03 Sep A note from the Innovation In News Media 2018 editors
It hasn’t been the easiest year for news media. In many countries, advertising revenue continues to fall. Facebook, which has sent significant amounts of traffic to news sites, announced earlier this year that it was planning to change its newsfeed to deprioritise content from media and businesses favour of that from friends and family. The repercussions of the 2016 uproar over ‘fake news’ continue.
In times of great political uncertainty and online fragmentation, however, high quality, independent journalism and reliable news sources are more important than ever, and publishers must continue to fight back against all the challenges that they face.
Good journalism is impossible without sufficient funding, and the revenue question therefore continues to be top of mind for many publishing and editorial executives. It is by now clear that advertising is not going to support news products in the way that it used to, and that there is no magic solution waiting around the corner.
It’s time for publishers to take a proactive role in building new business models. This report outlines a wide array of different revenue streams to fund their journalism, and takes an in-depth look at reader revenue, which we believe will be an integral part of any successful business going forward, and at service journalism, which provides another potential revenue stream as it allows publishers to make money through affiliate marketing.
In the quest to get readers to pay, getting to know your audience is crucial. In line with the shift toward reader revenue as a key source of income online, newsrooms are increasingly looking more at metrics that indicate reader loyalty, and less at those such as page views, which are more relevant for an ad-supported model, as we explain in a chapter on analytics.
We argue that for quality news publishers, the fake news furore offers an opportunity: as trust falls in online platforms, this provides a motivation to readers to consume and pay for quality content.
In the way it is presented, journalism should surprise and delight as well as inform. We have identified some of the most creative innovations in both digital and print to offer inspiration and ideas for future narratives. We also provide our ten ‘commandments’ for effective user experience design.
The report takes a look at some of the main tech developments that have significant implications for news media.
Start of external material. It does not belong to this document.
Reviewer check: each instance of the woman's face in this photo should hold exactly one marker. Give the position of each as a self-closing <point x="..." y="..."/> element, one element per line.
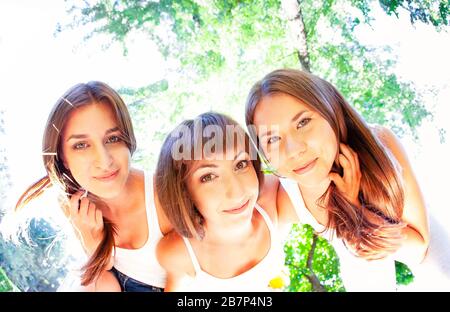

The potential of voice might seem limited now, but technology is moving fast, and it’s important to re- member that future generations will grow up talking to devices, (as I am often reminded when my 2-year-old hopefully asks anything that resembles a machine, from thermometers to parking meters, to sing her ‘Twinkle twinkle little star’.)
Artificial intelligence also plays a growing role in news gathering and distribution: rather than focusing on fears around robots stealing our jobs, staff at news organisations should concentrate on taking advantage of the efficiencies that automation can offer.
Internally, these developments necessitate culture change, which is one of the biggest current challenges for newsroom managers. As well as supplying tips and advice on how to adapt your newsroom’s culture, the report also outlines how you can change the architecture of your newsroom.
More than ever, the first step towards success is original, well- reported and insightful journalism that provides true value to your audience: the kind of journalism that keeps people coming back for more, and persuades them that your product is worth supporting.